Una di questa è l’imponente invasione di locuste che sta interessando una vasta area che va dall’Africa orientale fino alla Penisola Arabica e oltre. Secondo i più recenti calcoli, sarebbero oltre 200 miliardi le cavallette del deserto al momento in azione. Partite dallo Yemen – travolto da ormai 5 anni da una sanguinosissima quanto negletta guerra – si sono spostate verso occidente ‘conquistando’ sempre maggiori territori.

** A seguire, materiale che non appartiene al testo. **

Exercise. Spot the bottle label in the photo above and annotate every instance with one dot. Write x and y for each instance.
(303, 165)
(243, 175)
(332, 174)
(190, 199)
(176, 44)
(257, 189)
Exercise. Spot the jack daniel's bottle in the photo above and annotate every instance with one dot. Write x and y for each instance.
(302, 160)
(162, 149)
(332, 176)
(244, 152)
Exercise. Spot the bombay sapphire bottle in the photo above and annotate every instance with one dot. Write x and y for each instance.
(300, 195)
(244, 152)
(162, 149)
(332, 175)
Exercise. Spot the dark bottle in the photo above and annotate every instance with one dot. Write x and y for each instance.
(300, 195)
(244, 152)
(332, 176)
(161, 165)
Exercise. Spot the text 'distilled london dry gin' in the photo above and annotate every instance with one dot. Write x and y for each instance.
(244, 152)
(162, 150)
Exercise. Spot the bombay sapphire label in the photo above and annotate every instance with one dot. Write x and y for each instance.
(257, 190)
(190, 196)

Eritrea, Etiopia, Gibuti, Somalia, Sud Sudan, Kenya, Uganda, Tanzania sono state finora gravemente toccate dal fenomeno, Stati in gran parte già provati da conflitti, dittature, carestie e problemi economici e che, con grande fatica, stavano provando a rialzarsi.
L’impatto sulle coltivazioni e quindi sulle popolazioni, è impressionante: uno sciame normale varia tra i 40 a 80 milioni di unità e può arrivare fino a 150 milioni se non contenuto. Un milione di locuste pesano due tonnellate circa e consumano in un giorno il cibo che serve a 5000 persone. Come riporta la FAO, uno sciame di 2.400 chilometri quadrati – equivalente a quanto registrato in Kenya – mangia la stessa quantità di cibo di 85 milioni di persone. L’invasione, ovviamente, va a creare grossi problemi anche sul piano politico. Il Sud Sudan, ad esempio, che dalla fine di febbraio vive in una delicatissima fase di implementazione dell’accordo di pace e formazione di un governo di unità nazionale tra le due fazioni guidate da Salva Kiir e Riek Machar in guerra atroce fino a un anno e mezzo fa, è stato investito di un’ulteriore, grave minaccia e deve farvi fronte.

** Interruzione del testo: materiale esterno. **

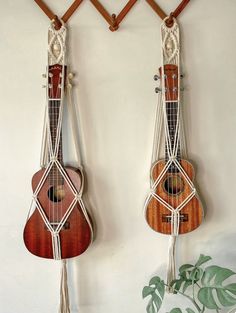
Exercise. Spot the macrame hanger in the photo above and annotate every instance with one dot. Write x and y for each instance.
(57, 34)
(169, 32)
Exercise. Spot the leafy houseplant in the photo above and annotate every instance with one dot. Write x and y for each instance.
(203, 286)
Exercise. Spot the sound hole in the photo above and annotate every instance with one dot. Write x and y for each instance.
(173, 185)
(56, 193)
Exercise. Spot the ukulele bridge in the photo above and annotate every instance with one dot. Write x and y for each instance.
(54, 225)
(166, 218)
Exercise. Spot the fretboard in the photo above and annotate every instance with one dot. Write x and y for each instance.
(55, 177)
(172, 117)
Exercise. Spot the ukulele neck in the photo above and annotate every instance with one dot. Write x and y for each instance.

«Dobbiamo immediatamente aumentare il livello degli interventi – ha dichiarato di recente il direttore generale della Fao Qu Dongyu – e salvaguardare i mezzi di sussistenza rurali. Bisogna subito sostenere gli agricoltori e le loro famiglie. Non c’è tempo da perdere». L’organismo dell’ONU in gennaio valutava in almeno 76 milioni di dollari la portata dell’intervento di aiuti. Ora si è giunti a 138. Al momento sono arrivate 52 milioni di dollari di donazioni. In una visita in Etiopia di un mese fa, il Segretario di Stato americano Mike Pompeo ha assicurato l’aggiunta di 8 milioni di dollari al circa uno erogato in precedenza, la UE ne ha donati 10, la fondazione Melinda e Bill Gates altri 10. La cifra va raccolta subito perché entro l’estate le locuste potrebbero divenire 500 miliardi.
La risposta dei singoli Paesi e delle organizzazioni trasversali, per quanto faticosa, sta arrivando. Le migliore strategie sono lo spargimento di insetticidi dagli aerei appositi. L’Etiopia ne sta usando 5, il Kenya 6. Ma come ha dichiarato alla BBC il responsabile del Desert Locust Control Organization for Eastern Africa, Stephen Njoka, ne servono molti di più. Una potente risorsa potrebbe essere rappresentata dalle papere. A differenza delle galline che mangiano 70 locuste al giorno, loro arrivano a divorarne oltre 200. La Cina ne ha mandate oltre 100mila in Pakistan – altro Stato colpito dal problema – e si valuta l’opportunità di inviarne anche in Africa e Medio Oriente. La comunità internazionale è ora chiamata a rivolgersi anche a questa allarme. La speranza è che alla crescita di allarme per le tante emergenze del mondo, corrispondano solidarietà e visione.